To get into this, I’m going to have to get into spoilers for a film from 1960. If you want to come in cold, consider this your warning.
The film fits into the same sort of narrative concept as movies like “The Brain That Would Not Die” and “Donovan’s Brain”, but with a far less dramatic injury spurring the plot. Christiane Génessier, the daughter of a famous plastic surgeon, has her face maimed horrifically in a car accident while her father was driving. In an attempt to make it right, Doctor Gènessier seeks to get her a new face by finding beautiful women, killing them as part of the process of taking off their face, and then grafting the face onto his daughter’s head.
However, as he runs into repeated failures, he ends up having to kill again and again as he tries to refine the procedure. Meanwhile, his daughter is cooped up and isolated from the rest of society, and is becoming more and more distraught at the fact that her father has, among other things, faked her death to cover up his murders, and in the process isolated her from society and in particular her fiance.
Where the film gets bleak is through the absence of the kind of investigative force that comes up in these stories, whether it’s through the loved ones of one of the victims trying to investigate the deaths, or the police trying to track down the cause of these murders, there’s some narrative driving force in the plot that the audience follows, while the villains do their work. When the film ends and the villain is thwarted, it through the actions of these characters, whether through the implication that the law, or your friends, or society will help you when things go bad.
By comparison, in Eyes Without A Face, these forces exist, and are utterly ineffective and have only a slight, unintentional influence on the plot. The police are frequently snowed by the doctor, and the fiance is unable to act without the assistance of the law.
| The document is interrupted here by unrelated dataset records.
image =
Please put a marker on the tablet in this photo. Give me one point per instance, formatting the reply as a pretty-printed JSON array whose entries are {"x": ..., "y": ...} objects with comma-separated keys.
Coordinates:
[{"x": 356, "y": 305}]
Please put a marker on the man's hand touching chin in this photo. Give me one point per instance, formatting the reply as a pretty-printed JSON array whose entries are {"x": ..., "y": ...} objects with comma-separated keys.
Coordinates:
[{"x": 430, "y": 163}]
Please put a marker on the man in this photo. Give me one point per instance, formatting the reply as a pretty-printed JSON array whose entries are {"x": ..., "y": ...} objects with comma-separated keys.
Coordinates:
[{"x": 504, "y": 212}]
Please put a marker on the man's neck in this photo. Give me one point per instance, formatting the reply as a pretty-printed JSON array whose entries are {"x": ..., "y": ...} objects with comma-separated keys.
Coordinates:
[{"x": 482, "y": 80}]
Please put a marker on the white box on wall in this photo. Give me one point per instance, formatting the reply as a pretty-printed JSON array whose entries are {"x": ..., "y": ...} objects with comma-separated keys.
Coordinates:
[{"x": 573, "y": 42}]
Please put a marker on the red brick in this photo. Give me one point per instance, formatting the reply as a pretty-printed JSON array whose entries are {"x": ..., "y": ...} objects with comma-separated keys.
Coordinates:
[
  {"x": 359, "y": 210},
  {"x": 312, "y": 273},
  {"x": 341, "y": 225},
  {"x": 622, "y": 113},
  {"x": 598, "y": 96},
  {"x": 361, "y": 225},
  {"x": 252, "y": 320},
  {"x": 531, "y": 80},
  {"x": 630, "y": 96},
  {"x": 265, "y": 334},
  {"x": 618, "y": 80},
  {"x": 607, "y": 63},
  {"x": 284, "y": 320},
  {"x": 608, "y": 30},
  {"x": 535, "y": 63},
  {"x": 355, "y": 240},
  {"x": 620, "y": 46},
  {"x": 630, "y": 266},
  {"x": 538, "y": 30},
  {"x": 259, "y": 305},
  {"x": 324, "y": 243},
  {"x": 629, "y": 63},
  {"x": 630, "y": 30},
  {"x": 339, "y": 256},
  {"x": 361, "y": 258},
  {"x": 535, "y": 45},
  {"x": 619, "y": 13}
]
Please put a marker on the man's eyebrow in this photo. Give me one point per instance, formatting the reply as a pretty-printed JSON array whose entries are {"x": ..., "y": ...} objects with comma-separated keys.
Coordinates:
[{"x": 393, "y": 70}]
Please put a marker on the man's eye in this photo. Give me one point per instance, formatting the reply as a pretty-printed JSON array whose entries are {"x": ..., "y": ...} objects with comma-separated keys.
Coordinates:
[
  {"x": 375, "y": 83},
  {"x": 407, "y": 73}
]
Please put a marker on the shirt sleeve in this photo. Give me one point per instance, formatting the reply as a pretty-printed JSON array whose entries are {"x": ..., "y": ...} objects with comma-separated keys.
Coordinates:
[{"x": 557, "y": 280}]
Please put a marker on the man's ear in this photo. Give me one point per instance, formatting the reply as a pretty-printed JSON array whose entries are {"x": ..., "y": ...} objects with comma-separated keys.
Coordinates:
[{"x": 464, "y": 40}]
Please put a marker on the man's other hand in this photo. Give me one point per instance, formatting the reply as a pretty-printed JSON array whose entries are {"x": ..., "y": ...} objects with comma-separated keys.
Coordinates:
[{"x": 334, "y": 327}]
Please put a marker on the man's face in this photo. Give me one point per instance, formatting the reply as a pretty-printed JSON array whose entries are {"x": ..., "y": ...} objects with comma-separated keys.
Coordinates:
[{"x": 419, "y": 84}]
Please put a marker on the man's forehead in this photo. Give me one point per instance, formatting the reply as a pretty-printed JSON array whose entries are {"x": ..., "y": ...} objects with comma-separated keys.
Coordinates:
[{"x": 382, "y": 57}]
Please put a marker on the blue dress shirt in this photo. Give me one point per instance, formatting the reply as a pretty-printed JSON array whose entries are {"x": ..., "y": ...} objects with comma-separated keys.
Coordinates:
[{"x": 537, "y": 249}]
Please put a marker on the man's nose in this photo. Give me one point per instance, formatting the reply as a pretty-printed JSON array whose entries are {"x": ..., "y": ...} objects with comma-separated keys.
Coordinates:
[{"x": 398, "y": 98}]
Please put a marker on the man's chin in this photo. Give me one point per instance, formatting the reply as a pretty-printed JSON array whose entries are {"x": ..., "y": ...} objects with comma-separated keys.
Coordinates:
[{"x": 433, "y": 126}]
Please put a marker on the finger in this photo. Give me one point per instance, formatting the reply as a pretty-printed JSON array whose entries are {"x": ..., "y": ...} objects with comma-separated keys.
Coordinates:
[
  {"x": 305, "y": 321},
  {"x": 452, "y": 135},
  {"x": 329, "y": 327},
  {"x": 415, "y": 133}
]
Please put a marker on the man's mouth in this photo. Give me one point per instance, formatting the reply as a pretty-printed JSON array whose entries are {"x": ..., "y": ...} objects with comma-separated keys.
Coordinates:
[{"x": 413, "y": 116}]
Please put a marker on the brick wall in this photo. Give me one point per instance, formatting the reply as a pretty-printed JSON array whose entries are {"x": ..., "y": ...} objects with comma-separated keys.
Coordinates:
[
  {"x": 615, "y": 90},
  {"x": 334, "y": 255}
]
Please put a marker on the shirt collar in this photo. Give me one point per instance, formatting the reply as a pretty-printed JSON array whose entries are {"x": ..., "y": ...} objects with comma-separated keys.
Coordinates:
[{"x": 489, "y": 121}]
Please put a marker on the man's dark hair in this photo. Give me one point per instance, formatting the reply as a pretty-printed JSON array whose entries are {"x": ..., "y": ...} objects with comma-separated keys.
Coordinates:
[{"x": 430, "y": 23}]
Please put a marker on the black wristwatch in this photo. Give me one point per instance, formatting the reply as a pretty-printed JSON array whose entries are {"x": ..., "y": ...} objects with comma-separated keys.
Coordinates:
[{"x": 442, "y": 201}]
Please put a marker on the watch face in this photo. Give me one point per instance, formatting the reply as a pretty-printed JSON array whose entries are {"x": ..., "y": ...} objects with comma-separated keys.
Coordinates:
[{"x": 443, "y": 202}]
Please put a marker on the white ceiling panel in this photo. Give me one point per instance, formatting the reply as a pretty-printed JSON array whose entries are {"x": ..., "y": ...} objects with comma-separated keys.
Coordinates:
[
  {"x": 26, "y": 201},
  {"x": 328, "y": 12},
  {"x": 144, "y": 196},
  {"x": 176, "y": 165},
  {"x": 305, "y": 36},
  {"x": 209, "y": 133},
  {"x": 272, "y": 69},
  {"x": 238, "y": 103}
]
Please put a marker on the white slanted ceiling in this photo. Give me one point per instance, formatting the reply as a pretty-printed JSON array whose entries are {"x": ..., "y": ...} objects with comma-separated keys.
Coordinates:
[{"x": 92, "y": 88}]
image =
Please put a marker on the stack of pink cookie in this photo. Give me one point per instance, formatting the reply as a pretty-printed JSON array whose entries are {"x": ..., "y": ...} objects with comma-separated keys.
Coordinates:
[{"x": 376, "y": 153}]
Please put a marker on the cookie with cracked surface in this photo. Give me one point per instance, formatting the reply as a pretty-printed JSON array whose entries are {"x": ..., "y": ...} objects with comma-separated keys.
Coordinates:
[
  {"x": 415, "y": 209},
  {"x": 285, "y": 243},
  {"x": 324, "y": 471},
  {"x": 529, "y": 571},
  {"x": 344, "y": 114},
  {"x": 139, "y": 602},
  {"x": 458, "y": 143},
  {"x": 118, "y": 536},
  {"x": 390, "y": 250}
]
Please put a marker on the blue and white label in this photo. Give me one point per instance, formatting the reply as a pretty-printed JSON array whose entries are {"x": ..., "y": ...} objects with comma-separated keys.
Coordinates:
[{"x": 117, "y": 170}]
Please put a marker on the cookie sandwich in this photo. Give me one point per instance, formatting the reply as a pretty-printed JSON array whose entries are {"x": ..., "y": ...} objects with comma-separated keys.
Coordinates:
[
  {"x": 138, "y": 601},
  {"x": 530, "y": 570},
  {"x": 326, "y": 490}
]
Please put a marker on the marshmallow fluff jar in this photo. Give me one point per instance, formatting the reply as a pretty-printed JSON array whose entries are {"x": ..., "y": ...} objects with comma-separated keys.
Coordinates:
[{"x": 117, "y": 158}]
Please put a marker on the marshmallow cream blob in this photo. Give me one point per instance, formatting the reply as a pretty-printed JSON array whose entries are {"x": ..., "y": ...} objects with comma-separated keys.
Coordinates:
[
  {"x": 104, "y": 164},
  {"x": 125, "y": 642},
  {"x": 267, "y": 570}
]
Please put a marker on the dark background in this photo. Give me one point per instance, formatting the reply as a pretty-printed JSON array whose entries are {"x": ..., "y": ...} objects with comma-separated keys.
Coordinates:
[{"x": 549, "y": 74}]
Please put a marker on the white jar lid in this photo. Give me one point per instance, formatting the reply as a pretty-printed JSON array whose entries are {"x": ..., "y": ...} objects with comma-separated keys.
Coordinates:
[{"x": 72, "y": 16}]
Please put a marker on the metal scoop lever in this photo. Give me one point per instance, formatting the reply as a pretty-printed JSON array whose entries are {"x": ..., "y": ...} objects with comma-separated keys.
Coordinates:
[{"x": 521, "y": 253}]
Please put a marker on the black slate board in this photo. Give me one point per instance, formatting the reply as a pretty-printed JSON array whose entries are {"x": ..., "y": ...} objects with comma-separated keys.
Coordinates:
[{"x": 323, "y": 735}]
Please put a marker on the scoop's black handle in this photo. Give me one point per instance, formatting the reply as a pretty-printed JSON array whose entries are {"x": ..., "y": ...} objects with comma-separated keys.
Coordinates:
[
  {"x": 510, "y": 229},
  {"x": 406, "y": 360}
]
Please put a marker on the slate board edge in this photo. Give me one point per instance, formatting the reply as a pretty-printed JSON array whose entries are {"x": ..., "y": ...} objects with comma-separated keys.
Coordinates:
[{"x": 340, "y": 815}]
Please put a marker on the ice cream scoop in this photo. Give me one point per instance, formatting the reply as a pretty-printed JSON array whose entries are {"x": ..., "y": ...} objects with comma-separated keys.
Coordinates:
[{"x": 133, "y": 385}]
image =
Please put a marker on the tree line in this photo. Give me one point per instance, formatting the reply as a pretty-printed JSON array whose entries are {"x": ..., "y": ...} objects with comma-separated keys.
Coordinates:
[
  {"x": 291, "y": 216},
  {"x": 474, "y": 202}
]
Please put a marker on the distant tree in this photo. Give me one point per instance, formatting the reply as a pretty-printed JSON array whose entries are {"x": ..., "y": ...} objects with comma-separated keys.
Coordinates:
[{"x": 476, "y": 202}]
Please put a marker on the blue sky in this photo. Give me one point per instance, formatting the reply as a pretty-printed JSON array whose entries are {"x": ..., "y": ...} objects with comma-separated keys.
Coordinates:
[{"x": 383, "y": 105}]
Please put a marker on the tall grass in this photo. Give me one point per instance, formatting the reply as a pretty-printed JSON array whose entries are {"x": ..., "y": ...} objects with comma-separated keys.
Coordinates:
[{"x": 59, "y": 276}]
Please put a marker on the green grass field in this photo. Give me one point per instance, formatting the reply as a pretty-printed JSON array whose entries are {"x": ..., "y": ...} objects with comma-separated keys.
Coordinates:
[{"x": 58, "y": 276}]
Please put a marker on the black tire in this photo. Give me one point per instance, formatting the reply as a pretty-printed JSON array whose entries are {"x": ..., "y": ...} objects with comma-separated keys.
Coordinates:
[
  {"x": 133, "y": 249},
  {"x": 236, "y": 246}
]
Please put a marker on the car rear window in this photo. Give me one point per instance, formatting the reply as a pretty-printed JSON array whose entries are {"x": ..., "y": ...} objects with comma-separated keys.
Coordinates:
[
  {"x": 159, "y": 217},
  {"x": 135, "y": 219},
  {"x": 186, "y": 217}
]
Ultimately, the doctor is stopped by his daughter, who kills his nurse with a scalpel, and then releases his dogs (who he’d also been experimenting on) on him, who in turn kill him.
The film then ends with Christiane walking out in the night, with one of the caged birds from the house on her arm, somewhat numbly, with it being just as likely that she’d walk off of a bridge into the Seine to take her life (as with how her death is faked earlier in the film) as it is for her to find her fiance and start anew.
Aside from the story and performances, the film is very well shot. The score, by Maurice Jarre (father of synth composer Jean-Michel Jarre), is very jaunty, but in a way that comes across as more sinister than anything else. The performances are generally great, with Pierre Brasseur doing a good job as the Doctor, who is as much split between wanting to help the daughter who he has harmed and seeking to further his science. However, of particular note is Edith Scob as Christianne. She has to go through the whole film with no real ability to act facially, so her body language and voice has to carry the role, and she does a tremendous job. I like to think that her work here lays the groundwork for the performances we get from Liam Neeson and Arnold Vosloo in the Darkman films.
I think fans of horror films should definitely give this movie a try – don’t let the fact that this is a French film from the ’60s put you off.